In that context, the football team’s lost season is nothing compared to that. But if you don’t have enough, it still hurts. Athletes and coaches put tremendous amounts of energy, intensity, and dedication into a cause, and then get sad when they don’t achieve their goals. This is especially true for directors.
In the coming weeks and months, Shanahan will have to realistically think for himself about how it all went wrong and how he and Lynch can work to make things right in 2025 and the years beyond.
I have three games to play in the meantime, and none of them seem to matter. While noting that the 49ers are still technically in playoff contention, it would take a series of wildly improbable results to reach the postseason, and Shanahan acknowledged that his dreams of finally winning a championship with this incarnation of his team are basically over. “They say, mathematically, we still have a chance,” he said. “I’m not too worried about that right now. … I want to come back and play better football and challenge the character of our team.”
Clearly shocked, Shanahan looked as if he had seen a ghost. Metaphorically speaking, that was true.
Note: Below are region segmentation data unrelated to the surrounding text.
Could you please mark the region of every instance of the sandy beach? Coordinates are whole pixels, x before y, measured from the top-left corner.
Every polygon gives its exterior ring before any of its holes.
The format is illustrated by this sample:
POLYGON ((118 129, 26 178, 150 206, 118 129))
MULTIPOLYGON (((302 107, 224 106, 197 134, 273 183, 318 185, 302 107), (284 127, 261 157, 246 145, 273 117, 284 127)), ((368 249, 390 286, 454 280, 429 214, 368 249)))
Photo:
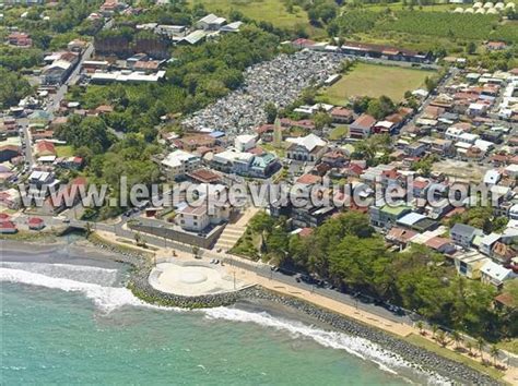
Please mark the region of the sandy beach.
MULTIPOLYGON (((115 242, 114 240, 110 241, 115 242)), ((121 245, 128 248, 128 244, 126 243, 122 243, 121 245)), ((133 249, 133 246, 131 248, 133 249)), ((134 250, 137 252, 139 252, 139 250, 142 250, 143 252, 149 252, 146 250, 138 248, 134 248, 134 250)), ((189 253, 181 253, 179 251, 175 251, 175 254, 176 258, 178 260, 192 260, 192 255, 189 253)), ((155 251, 155 255, 172 256, 173 250, 158 249, 157 251, 155 251)), ((95 246, 83 239, 78 239, 71 244, 67 244, 64 242, 30 244, 26 242, 22 243, 19 241, 2 241, 2 260, 4 261, 37 260, 38 262, 44 261, 47 263, 67 262, 80 265, 96 265, 103 267, 120 268, 123 265, 117 263, 117 261, 119 261, 119 257, 120 256, 114 254, 114 252, 99 249, 98 246, 95 246)), ((260 286, 274 293, 285 295, 286 298, 298 299, 304 302, 313 303, 318 307, 329 310, 335 314, 342 315, 345 318, 354 319, 362 325, 374 327, 375 329, 389 333, 390 335, 398 336, 401 338, 408 337, 411 334, 420 335, 417 328, 414 328, 412 326, 397 324, 392 321, 385 319, 378 315, 374 315, 362 310, 357 310, 354 306, 350 306, 348 304, 334 301, 318 293, 314 293, 311 291, 304 291, 299 288, 295 288, 283 282, 261 277, 255 274, 254 272, 235 267, 229 264, 225 264, 224 269, 228 273, 228 275, 235 275, 236 279, 238 279, 239 281, 260 286)), ((289 311, 285 306, 272 307, 272 302, 269 301, 261 302, 254 300, 252 302, 240 302, 238 305, 251 309, 261 309, 263 306, 264 309, 271 309, 273 312, 279 312, 289 316, 291 312, 297 319, 299 319, 301 314, 303 314, 301 312, 297 312, 296 310, 289 311)), ((315 317, 310 316, 306 316, 305 319, 313 323, 315 323, 315 321, 318 322, 318 319, 315 319, 315 317)), ((427 339, 431 339, 431 336, 432 335, 428 334, 427 339)), ((510 384, 516 384, 516 367, 510 367, 506 372, 504 379, 510 384)))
Across the sideline Thursday night was the coach’s former franchise quarterback, Jimmy Garoppolo, now the Rams’ backup to Matthew Stafford. And, of course, McVay, a former Shanahan assistant, challenged him for coaching supremacy, won the Lombardi Trophy that eluded Shanahan, and deftly reshaped the Rams for each past year after hitting rock bottom in 2022. Two seasons.
Last Sunday, McVay orchestrated an offensive explosion that facilitated a 44-42 upset win over the Bills and kept the Rams in hot pursuit of the Seahawks (8-5) in the division race. On Thursday, after Los Angeles cornerback Darious Williams picked off Purdy’s overturned deep ball intended for Jauan Jennings with 5:20 left in the end zone, McVay and his players became the closer Shanahan and his 49ers have struggled with all season.
When the Rams took control at the 20-yard line, 9-6 with 5:20 remaining, McVay had no intention of giving the ball back.
“That’s the responsibility I felt.” he said late Thursday night as he walked from the visiting team’s locker room to the team bus. “Now (the 49ers) have a say in that too.”
Soon the Rams silenced them. After 13 plays, 69 yards and just two third downs, Joshua Karty hit his fourth field goal to make it a six-point game. With just 20 seconds remaining, the 49ers’ last desperate gasp ended when Purdy was sacked on the game, or for all intents and purposes, the season, by Christian Rozeboom at his own 44-yard line with no time on the clock. Or period.
“This was not an easy victory,” McVay said. “Their defense was really, really good. They flew all night. And the elements were really tough, especially in the first half. But this is a mentally tough team. I love our resilience. I like that we can win in many different ways. I love what we created.”
It used to be a sentiment Shanahan could truly express about his team. In 2024, if he’s being honest, that no longer applies. Shanahan’s players and assistant coaches have many responsibilities, but most of all, the responsibility falls on him.
The 49ers weren’t good enough in 2024, and neither was he.